Elsevier

Pattern Recognition

Volume 96, December 2019, 106969
Pattern Recognition

A study of divisive clustering with Hausdorff distances for interval data

https://doi.org/10.1016/j.patcog.2019.106969Get rights and content

Highlights

  • Hausdorrf, Gowda–Diday and Ichino–Yaguchi distances for intervals are compared.

  • Euclidean counterparts and their normalizations are included.

  • Summary of advantages and disadvantages of these respective distances are based on simulation studies.

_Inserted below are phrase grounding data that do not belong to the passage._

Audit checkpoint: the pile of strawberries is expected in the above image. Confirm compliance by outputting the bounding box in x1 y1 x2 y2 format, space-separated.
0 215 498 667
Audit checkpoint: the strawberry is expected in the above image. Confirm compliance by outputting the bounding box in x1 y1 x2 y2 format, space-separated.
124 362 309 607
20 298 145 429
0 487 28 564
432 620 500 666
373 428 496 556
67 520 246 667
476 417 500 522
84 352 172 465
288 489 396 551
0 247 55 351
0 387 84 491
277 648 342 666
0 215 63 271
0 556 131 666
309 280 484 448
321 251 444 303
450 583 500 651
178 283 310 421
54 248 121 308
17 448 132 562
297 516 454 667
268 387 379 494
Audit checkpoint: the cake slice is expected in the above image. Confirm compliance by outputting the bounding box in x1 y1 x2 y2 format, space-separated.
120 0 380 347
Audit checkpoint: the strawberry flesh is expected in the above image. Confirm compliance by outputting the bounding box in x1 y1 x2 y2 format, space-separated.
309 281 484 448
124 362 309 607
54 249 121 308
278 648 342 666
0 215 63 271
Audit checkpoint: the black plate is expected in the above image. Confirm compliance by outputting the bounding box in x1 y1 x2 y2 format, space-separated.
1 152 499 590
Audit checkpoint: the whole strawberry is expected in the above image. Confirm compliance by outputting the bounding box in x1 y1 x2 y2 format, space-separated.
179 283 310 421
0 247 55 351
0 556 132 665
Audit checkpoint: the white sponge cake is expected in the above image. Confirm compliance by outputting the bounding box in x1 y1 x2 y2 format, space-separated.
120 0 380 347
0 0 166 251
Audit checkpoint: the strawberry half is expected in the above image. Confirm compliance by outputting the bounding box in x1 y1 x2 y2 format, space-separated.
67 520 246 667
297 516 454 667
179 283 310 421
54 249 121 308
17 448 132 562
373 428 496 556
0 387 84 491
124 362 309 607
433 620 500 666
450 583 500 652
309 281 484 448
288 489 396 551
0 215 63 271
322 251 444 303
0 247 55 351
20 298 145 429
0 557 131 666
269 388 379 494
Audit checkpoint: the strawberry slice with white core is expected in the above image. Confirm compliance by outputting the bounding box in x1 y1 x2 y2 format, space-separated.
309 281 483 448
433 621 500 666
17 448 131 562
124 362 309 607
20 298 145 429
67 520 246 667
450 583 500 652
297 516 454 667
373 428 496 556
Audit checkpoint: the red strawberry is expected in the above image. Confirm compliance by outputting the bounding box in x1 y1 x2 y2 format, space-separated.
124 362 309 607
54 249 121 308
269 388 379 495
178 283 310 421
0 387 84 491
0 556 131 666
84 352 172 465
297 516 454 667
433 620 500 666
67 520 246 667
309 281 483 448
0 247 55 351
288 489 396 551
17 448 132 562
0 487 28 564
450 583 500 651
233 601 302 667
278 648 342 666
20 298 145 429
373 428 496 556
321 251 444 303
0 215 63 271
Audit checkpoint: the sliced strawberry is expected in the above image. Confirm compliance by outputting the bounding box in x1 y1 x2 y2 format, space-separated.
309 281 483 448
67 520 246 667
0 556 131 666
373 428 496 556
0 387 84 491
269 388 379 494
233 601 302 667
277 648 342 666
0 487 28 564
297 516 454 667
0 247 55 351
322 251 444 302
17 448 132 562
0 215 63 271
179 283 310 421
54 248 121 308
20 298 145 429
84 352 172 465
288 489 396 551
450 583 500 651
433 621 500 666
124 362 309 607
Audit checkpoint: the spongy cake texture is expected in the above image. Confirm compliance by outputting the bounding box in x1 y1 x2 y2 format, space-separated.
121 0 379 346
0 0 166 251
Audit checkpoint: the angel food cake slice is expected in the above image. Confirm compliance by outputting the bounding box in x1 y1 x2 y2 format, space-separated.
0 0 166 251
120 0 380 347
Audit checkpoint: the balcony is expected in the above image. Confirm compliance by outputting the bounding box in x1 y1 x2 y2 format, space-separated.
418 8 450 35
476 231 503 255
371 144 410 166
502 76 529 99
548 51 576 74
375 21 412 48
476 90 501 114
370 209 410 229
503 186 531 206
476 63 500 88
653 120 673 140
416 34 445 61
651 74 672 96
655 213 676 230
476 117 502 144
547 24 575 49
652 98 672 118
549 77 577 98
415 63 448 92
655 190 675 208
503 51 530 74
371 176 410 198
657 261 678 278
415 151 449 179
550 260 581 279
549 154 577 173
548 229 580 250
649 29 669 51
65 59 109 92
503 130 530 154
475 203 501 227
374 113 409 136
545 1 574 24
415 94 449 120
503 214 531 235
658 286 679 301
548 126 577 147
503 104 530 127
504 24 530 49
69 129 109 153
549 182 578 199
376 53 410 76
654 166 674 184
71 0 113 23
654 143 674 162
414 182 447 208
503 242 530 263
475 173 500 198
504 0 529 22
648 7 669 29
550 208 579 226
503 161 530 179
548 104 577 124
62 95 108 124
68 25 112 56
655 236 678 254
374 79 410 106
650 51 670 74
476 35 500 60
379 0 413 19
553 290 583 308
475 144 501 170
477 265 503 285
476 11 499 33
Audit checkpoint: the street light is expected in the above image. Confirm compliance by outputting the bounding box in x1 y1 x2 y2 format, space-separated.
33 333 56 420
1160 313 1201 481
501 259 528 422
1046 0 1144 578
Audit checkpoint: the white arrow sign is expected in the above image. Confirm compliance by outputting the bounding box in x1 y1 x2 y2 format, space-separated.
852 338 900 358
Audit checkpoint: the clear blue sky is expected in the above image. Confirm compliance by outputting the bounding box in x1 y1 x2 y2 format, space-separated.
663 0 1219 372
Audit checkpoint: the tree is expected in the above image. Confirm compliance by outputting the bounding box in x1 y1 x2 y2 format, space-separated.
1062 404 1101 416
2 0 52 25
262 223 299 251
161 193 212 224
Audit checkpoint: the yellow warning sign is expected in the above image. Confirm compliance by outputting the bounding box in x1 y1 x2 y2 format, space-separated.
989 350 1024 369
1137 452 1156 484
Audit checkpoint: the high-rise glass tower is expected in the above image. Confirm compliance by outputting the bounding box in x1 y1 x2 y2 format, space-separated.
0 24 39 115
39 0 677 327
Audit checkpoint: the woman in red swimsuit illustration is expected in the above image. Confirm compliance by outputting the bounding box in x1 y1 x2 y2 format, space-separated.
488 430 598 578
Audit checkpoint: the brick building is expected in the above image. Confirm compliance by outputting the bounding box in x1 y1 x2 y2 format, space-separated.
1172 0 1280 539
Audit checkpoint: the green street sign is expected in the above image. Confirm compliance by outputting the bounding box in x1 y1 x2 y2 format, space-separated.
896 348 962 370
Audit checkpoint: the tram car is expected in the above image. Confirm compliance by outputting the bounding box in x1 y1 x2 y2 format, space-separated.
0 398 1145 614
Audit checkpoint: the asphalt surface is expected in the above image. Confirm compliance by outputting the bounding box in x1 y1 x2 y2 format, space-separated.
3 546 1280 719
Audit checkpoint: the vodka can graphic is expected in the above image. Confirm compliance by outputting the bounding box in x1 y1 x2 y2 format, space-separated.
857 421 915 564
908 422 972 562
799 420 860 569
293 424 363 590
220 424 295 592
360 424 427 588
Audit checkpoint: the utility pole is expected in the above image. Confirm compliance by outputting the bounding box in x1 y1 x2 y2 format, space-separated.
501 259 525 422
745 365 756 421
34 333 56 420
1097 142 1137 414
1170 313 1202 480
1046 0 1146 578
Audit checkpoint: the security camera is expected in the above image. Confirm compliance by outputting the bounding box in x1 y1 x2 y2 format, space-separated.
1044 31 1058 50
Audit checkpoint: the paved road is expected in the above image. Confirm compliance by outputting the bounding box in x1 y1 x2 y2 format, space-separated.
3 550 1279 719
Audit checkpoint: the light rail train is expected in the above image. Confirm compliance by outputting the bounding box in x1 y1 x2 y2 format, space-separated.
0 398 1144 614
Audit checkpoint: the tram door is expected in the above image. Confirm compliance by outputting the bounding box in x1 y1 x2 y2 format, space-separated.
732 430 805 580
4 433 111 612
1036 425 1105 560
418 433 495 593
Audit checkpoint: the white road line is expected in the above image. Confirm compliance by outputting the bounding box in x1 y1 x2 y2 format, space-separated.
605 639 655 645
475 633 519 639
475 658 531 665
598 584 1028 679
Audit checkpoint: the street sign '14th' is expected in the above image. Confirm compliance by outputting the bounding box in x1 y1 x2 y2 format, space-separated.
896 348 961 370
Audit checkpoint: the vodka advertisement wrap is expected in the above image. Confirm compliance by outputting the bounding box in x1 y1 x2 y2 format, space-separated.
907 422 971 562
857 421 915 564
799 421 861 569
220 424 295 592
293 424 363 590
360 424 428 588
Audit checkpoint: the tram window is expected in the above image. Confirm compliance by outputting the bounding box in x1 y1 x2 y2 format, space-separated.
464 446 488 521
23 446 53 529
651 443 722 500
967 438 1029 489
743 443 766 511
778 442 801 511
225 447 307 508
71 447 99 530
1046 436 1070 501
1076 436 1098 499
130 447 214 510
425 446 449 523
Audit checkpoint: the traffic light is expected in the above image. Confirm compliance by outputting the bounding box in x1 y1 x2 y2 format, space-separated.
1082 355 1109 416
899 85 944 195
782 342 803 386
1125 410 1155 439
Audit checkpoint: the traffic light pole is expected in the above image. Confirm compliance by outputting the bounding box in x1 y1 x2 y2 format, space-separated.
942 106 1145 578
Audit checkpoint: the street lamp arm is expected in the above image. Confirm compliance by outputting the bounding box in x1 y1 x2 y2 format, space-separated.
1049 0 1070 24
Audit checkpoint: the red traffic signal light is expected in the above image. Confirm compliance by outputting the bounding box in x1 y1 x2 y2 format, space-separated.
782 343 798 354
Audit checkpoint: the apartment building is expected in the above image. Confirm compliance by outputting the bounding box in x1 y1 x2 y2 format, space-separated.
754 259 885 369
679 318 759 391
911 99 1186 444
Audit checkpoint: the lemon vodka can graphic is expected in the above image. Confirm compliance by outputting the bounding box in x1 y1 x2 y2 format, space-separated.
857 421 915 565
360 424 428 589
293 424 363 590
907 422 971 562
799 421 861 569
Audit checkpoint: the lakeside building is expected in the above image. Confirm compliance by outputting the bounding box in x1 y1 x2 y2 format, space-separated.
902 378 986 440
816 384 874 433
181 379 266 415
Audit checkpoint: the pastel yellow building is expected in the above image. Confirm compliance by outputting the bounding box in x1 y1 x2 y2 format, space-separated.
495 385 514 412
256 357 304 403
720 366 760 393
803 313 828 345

  • The simulation study shows local normalizations outperform global normalizations.

Abstract

Clustering methods are becoming key as analysts try to understand what knowledge is buried inside contemporary large data sets. This article analyzes the impact of six different Hausdorff distances on sets of multivariate interval data (where, for each dimension, an interval is defined as an observation [a, b] with a ≤ b and with a and b taking values on the real line R1), used as the basis for Chavent’s [15, 16] divisive clustering algorithm. Advantages and disadvantages are summarized for each distance. Comparisons with two other distances for interval data, the Gowda–Diday and Ichino–Yaguchi measures are included. All have specific strengths depending on the type of data present. Global normalization of a distance is not recommended; and care needs to be made when using local normalizations to ensure the features of the underlying data sets are revealed. The study is based on sets of simulated data, and on a real data set.

Introduction

This work focuses on clustering for multivariate interval-valued data, where for each dimension interval observations assume the form X=[a,b], a ≤ b (with a ≤ b and with a and b taking values on the real line R1). Such observations are examples of what Diday [24] introduced as symbolic data (which are observations broadly defined as hypercubles or Cartesian products of distributions in Rp, e.g., lists, intervals, histograms, and the like); see, e.g., Bock and Diday [10], Billard and Diday [7], Diday and Noirhomme-Fraiture [26], and [52] with a non-technical introduction in [6]. With the advent of modern computer capabilities and the attendant proliferation of massively large data sets, it is imperative that methodologies for symbolic data be developed. Indeed, Goodman [29] opined that symbolic data analysis was one of the two most important new avenues appearing over the horizon for the future of statistical science.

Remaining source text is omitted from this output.